9 of 391 comments (clear)

  1. LOLOLOLOLOL by Captain+Splendid · · Score: 5, Insightful

    How the hell did these clueless fucks get so much power?

    Oh yeah. Lobbying. God bless free speech!

    --
    Linux, you magnificent bastard, I read the fucking manual!
    1. Re:LOLOLOLOLOL by dreamchaser · · Score: 5, Insightful

      You laugh, and while I agree he is an idiot, if they built DRM into CPU microcode we're fucked. They are already laying the foundations with crap like TPM and the like.

    2. Re:LOLOLOLOLOL by LiquidCoooled · · Score: 5, Insightful

      You could buy the cpu if you want and let it attempt to work out whether the result of this innocuous calculation results in a waveform or bitmap which happens to be contained somewhere in its enormous brain.

      Besides, there is a bigger reason this will never be implemented:

      How can it detect infringement without having something to compare it against?

      Remember, google have pretty much said to the big movie people "Sure, we will block all your shit but you have have to give us a copy of everything you want blocking first".

      Do you think the RIAA will give us all a full copy of everything we aren't allowed to view or listen to?

      --
      liqbase :: faster than paper
    3. Re:LOLOLOLOLOL by spazdor · · Score: 5, Insightful

      It doesn't matter. The DRM can go as deep as they like but they will never be able to escape virtualization. Alan Turing has already explained, better than any of us ever could, why their goals are impossible.

      --
      DRM: Terminator crops for your mind!
    4. Re:LOLOLOLOLOL by trolltalk.com · · Score: 5, Insightful

      Instead of cracking the DRM, why not crack their skulls?

      Not everyone listens to music all day.

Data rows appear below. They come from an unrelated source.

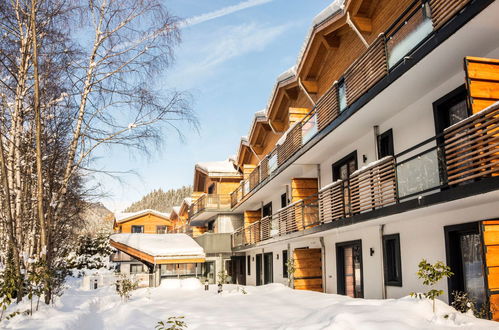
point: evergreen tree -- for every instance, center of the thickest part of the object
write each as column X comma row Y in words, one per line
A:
column 160, row 200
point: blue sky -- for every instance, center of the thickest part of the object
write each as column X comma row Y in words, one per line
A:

    5. Re:LOLOLOLOLOL by renegadesx · · Score: 5, Insightful

      Intel and AMD will never comply to putting DRM at the processor level, the open source market is too big to entirly cut them out and its obvious any RIAA DRM solution will NEVER make it's way into the Linux kernel.

      --
      Make SELinux enforcing again!
  2. Re:Brainstorming broken? by orclevegam · · Score: 5, Insightful

    Seriously, it makes me wonder why these people are even let out in public without chaperons. At the very least they should have a lawyer and someone technical around at all time. The technical guy to hopefully whisper "uh, that won't work, and it's a bad idea" in their ear every time they come up with one of these stupid ideas, and the lawyer to say "that's not our official opinion, and this is all off the record" every time one of these guys opens their mouths.

    --
    Curiosity was framed, Ignorance killed the cat.
  3. How about installing a greed filter... by syousef · · Score: 5, Insightful

    ...on his PR statements, and a bullshit filter on his mouth?

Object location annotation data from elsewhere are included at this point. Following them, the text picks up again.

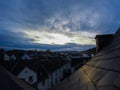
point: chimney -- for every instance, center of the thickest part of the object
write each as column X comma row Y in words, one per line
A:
column 102, row 41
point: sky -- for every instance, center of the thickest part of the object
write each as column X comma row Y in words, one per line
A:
column 59, row 25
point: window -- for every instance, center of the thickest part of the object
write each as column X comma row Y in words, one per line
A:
column 30, row 79
column 26, row 71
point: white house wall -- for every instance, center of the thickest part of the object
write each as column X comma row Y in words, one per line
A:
column 6, row 57
column 26, row 73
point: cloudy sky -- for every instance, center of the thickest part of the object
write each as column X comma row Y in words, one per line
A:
column 56, row 24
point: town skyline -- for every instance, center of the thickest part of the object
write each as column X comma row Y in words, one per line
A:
column 56, row 25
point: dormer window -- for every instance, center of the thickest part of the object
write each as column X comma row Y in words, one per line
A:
column 30, row 79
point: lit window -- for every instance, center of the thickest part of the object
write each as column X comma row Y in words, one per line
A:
column 31, row 79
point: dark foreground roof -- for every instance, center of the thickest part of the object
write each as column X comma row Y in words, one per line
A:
column 10, row 82
column 100, row 73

    I have better things to do with my PC than protect your artificial and increasingly indefensible "rights". People and organizations buy PCs to conduct business, science and for their entertainment, not to put money in your coffers you greedy fuck!

    --
    These posts express my own personal views, not those of my employer
  4. I'd like to believe that this would not happen... by argent · · Score: 5, Insightful

    But in 1995 I honestly believed that no company would be stupid enough to automatically run code delivered in an email message, and in 1997 that Microsoft would be forced by public opinion to back down on the obviously absurd integration of the browser and the desktop, and in 2000 that people would reject an operating system with components to lock them out of their own computer... after all, dongles had proven to be a passing fad, surely people were wising up to things like this.

    I no longer believe in any limits to the complaisance and naivete of the computer-using public.